An inexpensive and highly efficient thermal barrier, argon gas can play a significant role in managing your home’s internal temperature. Krypton shares many of the same qualities and provides slightly better insulation. However, as it is more expensive to produce than argon gas, and the extra cost may not always be worth the amount of additional efficiency it provides. Xenon is even rarer but can also be used for superior efficiency.
Argon gas can be used in double or triple paned windows with triple paned windows offering extra efficiency, for a cost. Heavier than double paned windows, they are harder to install and often more expensive.

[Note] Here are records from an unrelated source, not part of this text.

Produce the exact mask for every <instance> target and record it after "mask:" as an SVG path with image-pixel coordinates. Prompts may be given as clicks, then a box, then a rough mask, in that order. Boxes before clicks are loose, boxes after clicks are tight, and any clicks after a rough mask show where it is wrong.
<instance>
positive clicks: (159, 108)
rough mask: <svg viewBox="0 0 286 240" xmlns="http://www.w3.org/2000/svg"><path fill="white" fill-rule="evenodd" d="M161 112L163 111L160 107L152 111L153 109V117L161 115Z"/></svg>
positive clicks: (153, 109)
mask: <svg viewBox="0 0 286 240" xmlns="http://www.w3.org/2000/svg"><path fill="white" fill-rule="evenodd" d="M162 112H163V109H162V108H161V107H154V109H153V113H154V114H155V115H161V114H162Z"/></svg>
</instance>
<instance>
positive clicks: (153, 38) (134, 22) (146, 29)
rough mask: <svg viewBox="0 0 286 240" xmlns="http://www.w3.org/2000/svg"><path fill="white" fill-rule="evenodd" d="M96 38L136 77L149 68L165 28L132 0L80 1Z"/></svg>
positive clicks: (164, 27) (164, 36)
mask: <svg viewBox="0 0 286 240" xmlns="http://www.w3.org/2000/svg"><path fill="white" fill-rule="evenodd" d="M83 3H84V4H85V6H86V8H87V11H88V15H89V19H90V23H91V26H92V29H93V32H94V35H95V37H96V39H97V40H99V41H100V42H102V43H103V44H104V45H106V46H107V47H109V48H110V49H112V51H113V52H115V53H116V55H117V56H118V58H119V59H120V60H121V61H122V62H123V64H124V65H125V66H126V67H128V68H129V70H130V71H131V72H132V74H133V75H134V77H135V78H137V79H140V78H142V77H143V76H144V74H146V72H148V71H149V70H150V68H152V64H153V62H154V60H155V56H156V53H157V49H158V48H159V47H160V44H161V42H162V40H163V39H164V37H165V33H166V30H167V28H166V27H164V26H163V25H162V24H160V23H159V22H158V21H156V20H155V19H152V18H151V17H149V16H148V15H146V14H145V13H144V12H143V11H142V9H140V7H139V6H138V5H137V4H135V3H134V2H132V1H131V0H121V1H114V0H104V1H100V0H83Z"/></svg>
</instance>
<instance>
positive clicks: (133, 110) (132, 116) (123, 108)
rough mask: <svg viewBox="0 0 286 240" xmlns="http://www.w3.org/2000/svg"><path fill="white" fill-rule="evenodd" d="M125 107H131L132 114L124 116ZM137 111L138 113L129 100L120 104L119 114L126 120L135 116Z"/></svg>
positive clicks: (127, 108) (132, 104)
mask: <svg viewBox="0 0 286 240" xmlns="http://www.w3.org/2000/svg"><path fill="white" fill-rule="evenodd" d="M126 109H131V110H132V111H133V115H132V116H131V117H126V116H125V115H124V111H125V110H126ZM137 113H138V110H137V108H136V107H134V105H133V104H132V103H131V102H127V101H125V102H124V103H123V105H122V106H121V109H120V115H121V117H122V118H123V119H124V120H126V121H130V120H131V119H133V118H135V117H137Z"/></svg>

Whichever you choose, gas-filled windows carry several benefits for your home:
- Increased R-values
- Improved soundproofing
- Minimize heat exchange
- Reduce or eliminate condensation and frost
- Block ultraviolet rays
- Improve energy efficiency and prevent premature wear and tear of heating and cooling systems
One common criticism of gas-filled windows is that the gases inside tend to leak out slowly over time. While this has some truth to it, in reality it does not affect the effectiveness of the product.
Even at a rate of 1% per year – a high estimate – it would take 20 years for your windows to lose any effectiveness at preventing heat transfer. There are several factors which will affect how quickly the gas escapes – building climate, exposure to the sun, and altitude to name a few – but the most important factors are the quality of the window and the skill of the installation team.